## 1 Getting Started

Stata is a powerful statistical software program that can be used to process, clean up, and structure any type of data. With Stata, you have access to a wide range of statistical operations for the analysis and interpretation of your data. The personal exchange of information, as well as getting help with issues regarding programming and estimation, is made possible by the active user community in the Stata Forum. This community also actively and independently makes a wealth of current graphical and statistical tools available to the public so that new trends can be employed with the software as they arise. Some of the commands written by independent users are published in the Stata Journal and many others can be found in the Statistical Software Components archive provided by Ideas. Although your progress in learning to use the software may appear slow in the beginning, the utilization of Stata ultimately proves to be simple, fast, and accurate. The initial investment is absolutely worth it, as common, repetitive tasks can be perfectly automated.

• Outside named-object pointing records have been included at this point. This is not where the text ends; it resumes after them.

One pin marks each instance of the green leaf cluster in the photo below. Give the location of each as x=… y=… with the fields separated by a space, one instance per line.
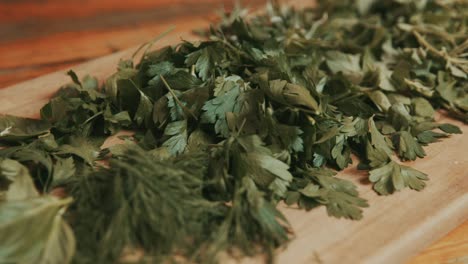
x=266 y=110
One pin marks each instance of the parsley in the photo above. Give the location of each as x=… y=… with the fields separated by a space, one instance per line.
x=214 y=134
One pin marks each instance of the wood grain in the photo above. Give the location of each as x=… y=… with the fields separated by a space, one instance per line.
x=39 y=37
x=385 y=236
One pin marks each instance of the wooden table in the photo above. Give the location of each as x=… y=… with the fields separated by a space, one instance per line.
x=38 y=37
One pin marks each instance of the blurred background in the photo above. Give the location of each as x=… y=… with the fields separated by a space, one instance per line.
x=42 y=36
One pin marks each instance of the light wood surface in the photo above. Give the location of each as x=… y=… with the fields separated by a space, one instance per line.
x=394 y=228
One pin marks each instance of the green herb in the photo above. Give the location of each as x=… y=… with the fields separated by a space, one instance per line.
x=266 y=110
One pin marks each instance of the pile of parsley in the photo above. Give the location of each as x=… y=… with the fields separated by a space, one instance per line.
x=264 y=111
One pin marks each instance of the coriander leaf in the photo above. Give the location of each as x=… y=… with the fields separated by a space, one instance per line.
x=347 y=64
x=449 y=128
x=21 y=186
x=64 y=168
x=17 y=128
x=378 y=140
x=216 y=109
x=407 y=146
x=33 y=231
x=205 y=60
x=177 y=141
x=80 y=147
x=291 y=95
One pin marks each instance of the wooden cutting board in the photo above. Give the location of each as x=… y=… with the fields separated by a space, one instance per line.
x=393 y=228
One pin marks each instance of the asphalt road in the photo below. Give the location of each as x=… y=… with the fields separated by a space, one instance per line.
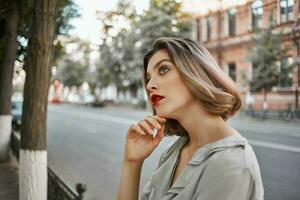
x=86 y=145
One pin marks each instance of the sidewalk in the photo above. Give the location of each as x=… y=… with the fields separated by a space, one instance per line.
x=9 y=181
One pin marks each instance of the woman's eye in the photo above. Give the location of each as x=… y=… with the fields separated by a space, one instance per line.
x=163 y=70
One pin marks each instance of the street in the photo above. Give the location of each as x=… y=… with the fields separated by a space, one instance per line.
x=86 y=145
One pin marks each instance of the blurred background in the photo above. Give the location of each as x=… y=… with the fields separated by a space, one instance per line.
x=96 y=89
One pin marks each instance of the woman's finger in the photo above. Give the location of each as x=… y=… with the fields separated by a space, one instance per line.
x=145 y=126
x=151 y=120
x=138 y=129
x=160 y=119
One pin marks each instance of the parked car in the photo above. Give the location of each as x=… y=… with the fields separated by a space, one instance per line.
x=16 y=112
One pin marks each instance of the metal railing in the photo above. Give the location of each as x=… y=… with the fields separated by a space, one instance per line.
x=57 y=189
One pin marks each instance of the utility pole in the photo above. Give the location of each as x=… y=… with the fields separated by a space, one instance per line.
x=33 y=151
x=296 y=40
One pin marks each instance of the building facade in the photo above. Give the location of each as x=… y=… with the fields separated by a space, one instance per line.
x=226 y=29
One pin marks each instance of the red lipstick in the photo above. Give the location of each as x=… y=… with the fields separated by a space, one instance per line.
x=156 y=98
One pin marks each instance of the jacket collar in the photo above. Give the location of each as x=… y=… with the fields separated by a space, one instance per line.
x=163 y=173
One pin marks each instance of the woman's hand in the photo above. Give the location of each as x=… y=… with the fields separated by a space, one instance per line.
x=141 y=140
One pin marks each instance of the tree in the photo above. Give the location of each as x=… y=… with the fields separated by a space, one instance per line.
x=124 y=46
x=8 y=48
x=15 y=17
x=164 y=18
x=268 y=58
x=33 y=154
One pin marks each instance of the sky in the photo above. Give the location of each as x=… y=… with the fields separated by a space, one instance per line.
x=87 y=26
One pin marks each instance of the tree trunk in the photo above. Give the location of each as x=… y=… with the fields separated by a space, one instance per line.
x=6 y=74
x=33 y=154
x=265 y=103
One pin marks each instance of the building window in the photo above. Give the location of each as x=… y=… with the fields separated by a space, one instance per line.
x=231 y=21
x=257 y=14
x=286 y=72
x=286 y=10
x=208 y=28
x=232 y=71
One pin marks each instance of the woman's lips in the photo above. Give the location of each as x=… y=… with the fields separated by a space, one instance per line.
x=156 y=98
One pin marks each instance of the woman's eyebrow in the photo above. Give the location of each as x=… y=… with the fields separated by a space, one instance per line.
x=158 y=63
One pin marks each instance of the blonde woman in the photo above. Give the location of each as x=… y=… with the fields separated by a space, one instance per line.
x=191 y=98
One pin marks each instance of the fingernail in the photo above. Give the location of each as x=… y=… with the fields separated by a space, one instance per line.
x=154 y=132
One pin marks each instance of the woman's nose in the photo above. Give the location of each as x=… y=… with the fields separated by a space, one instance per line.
x=150 y=86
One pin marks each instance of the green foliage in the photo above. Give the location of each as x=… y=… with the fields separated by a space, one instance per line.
x=73 y=73
x=124 y=46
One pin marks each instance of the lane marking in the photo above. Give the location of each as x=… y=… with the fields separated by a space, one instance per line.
x=125 y=121
x=271 y=145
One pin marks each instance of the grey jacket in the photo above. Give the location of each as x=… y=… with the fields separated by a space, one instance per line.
x=226 y=169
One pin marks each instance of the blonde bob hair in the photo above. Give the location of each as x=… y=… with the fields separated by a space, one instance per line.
x=215 y=90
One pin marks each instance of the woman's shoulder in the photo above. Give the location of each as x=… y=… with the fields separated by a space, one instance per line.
x=172 y=148
x=233 y=154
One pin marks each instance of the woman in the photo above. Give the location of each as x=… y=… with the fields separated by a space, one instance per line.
x=191 y=98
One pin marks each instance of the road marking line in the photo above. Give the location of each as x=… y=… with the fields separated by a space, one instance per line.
x=274 y=146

This tutorial is organized very similarly to my course, „Introduction to Stata“, at the University of Würzburg, and is largely based on Kohler and Kreuter (2012): Data Analysis Using Stata, 3rd Edition. We start with a brief introduction to the structure and syntax of the software. The most important programming tools are used to make initial adjustments and transformations of prepared data sets. Since government organizations, statistical organizations, and businesses often provide their data as Excel files, we place particular emphasis on importing data from Excel. A course project often involves collecting data from different sources in order to obtain a wealth of individual data sets. Therefore, we take a look at how to combine multiple data sets in Stata to produce one unified data set for the subsequent analysis. Since a picture can say more than a thousand words, we will also concentrate on creating graphical depictions using Stata.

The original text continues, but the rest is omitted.